Es que, yo no separé la carpeta boot del resto de ficheros, tengo TODO en la novena partición de un disco SATA, es decir, en sda9 o en (hd0, :Cool: .

----------

## i92guboj

En tiempo de arranque, grub te da las opciones para editar las rutas, edítalas, y prueba a borrar un pedacito y autocompletarlas con TAB, tal como harías en bash. De este mode podrás saber si las rutas están todas bien.

----------

## JuanSimpson

no necesitas mil particiones boot, con una es suficiente, copia el kernel de gentoo a la que si funciona y añade la entrada correspondiente.
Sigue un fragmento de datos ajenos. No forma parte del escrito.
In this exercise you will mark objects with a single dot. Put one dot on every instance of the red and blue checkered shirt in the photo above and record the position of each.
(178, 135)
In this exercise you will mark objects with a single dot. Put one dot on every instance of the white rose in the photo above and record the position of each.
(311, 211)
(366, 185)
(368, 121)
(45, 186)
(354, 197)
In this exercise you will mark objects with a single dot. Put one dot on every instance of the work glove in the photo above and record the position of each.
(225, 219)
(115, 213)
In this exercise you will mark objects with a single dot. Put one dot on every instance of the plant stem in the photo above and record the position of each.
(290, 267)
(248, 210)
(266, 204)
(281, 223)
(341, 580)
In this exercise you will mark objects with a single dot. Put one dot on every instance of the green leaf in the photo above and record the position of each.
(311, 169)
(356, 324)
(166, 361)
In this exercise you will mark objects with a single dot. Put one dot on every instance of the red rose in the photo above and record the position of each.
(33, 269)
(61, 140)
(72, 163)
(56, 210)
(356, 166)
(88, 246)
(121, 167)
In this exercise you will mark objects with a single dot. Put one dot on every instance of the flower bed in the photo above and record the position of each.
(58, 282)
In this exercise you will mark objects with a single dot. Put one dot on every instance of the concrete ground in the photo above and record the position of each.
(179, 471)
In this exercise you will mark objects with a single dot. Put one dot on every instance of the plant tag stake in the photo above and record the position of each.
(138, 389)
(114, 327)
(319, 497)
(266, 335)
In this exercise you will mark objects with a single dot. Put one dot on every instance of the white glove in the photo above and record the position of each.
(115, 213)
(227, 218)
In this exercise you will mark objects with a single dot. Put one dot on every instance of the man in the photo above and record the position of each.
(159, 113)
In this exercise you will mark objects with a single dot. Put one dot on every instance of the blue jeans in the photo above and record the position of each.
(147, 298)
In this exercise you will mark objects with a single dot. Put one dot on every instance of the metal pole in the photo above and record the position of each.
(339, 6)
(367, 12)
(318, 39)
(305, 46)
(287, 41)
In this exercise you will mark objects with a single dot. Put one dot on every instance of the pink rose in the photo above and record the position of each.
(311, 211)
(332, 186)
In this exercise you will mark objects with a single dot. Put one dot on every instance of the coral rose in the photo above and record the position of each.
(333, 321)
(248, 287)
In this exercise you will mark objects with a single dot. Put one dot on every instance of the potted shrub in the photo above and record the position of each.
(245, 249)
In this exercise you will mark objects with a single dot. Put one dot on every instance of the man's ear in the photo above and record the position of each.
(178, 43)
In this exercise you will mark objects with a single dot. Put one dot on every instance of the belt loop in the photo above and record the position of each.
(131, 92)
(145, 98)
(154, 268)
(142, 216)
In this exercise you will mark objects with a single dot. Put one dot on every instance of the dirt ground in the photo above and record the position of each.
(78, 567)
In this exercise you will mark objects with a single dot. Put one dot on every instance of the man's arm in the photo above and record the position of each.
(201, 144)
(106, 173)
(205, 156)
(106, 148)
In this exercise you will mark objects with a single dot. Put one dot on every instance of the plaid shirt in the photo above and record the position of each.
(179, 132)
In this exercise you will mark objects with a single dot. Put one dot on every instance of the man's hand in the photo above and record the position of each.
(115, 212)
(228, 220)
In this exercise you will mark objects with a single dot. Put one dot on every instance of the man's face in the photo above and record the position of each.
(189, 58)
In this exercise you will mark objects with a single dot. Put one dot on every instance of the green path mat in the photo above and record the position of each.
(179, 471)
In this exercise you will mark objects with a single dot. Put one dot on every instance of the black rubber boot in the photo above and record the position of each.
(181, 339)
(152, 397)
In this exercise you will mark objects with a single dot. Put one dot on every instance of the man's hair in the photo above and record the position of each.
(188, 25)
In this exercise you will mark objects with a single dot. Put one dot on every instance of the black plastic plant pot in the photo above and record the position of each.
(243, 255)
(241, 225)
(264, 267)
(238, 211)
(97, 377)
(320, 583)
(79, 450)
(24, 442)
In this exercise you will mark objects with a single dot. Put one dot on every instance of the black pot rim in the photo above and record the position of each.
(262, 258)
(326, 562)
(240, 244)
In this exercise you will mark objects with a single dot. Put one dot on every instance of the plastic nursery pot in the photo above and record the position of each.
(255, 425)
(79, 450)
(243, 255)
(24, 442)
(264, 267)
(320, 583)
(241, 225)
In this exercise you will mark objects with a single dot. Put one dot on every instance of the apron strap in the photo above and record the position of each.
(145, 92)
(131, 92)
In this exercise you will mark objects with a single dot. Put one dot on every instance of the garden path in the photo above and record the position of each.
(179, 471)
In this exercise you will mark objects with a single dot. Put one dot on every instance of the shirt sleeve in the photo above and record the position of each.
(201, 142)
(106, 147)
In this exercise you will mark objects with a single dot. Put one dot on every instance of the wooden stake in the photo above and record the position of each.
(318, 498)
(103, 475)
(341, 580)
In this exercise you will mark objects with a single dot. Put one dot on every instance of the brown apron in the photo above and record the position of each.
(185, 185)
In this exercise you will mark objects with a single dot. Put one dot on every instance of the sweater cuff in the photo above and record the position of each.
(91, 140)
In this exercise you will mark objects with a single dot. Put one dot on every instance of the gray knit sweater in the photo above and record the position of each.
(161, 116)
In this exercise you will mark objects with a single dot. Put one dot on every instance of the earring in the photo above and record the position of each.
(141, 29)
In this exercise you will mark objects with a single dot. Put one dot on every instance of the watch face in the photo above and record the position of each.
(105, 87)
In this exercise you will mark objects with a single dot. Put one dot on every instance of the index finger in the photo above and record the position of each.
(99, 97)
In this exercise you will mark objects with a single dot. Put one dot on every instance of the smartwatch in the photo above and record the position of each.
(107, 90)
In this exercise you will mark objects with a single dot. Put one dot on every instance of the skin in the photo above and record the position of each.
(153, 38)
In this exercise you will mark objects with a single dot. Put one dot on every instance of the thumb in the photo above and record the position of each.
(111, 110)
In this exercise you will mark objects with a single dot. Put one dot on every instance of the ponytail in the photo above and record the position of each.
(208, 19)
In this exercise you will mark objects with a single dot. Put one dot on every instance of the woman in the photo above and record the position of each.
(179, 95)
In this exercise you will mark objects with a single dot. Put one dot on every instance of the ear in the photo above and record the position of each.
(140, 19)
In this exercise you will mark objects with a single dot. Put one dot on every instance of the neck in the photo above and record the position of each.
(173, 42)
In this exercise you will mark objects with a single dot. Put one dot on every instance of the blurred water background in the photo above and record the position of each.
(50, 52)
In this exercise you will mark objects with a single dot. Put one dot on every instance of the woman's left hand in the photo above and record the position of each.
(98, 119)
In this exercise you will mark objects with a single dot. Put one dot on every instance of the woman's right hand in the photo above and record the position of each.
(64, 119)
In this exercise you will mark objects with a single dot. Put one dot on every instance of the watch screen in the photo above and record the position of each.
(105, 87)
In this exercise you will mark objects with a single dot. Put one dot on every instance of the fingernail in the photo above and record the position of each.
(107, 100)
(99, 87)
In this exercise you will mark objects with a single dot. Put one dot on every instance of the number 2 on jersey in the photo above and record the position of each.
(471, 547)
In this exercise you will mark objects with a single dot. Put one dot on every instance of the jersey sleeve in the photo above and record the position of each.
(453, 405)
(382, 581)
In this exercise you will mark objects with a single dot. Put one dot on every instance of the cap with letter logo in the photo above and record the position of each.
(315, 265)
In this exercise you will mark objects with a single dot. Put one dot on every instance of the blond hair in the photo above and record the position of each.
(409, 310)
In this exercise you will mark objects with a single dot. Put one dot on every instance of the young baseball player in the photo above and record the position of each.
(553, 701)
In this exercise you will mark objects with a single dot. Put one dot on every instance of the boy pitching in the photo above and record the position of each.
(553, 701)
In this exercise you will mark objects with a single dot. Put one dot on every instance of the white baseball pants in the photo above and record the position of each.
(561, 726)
Puedes hacer un soft link al kernel para no tener que escribir todo el nombre del archivo completo, yo he tenido problemas al hacer eso (escribir a mano nombres gigantes de kernels), de ahí que use make install (en el directorio de las fuentes del kernel)

----------

## the incredible hurd

 *JuanSimpson wrote:*   

> Puedes hacer un soft link al kernel para no tener que escribir todo el nombre del archivo completo

 

No no puede, grub no soporta enlaces simbólicos. De hecho, si lo hiciera, obtendría el mismo error 2 que está obteniendo.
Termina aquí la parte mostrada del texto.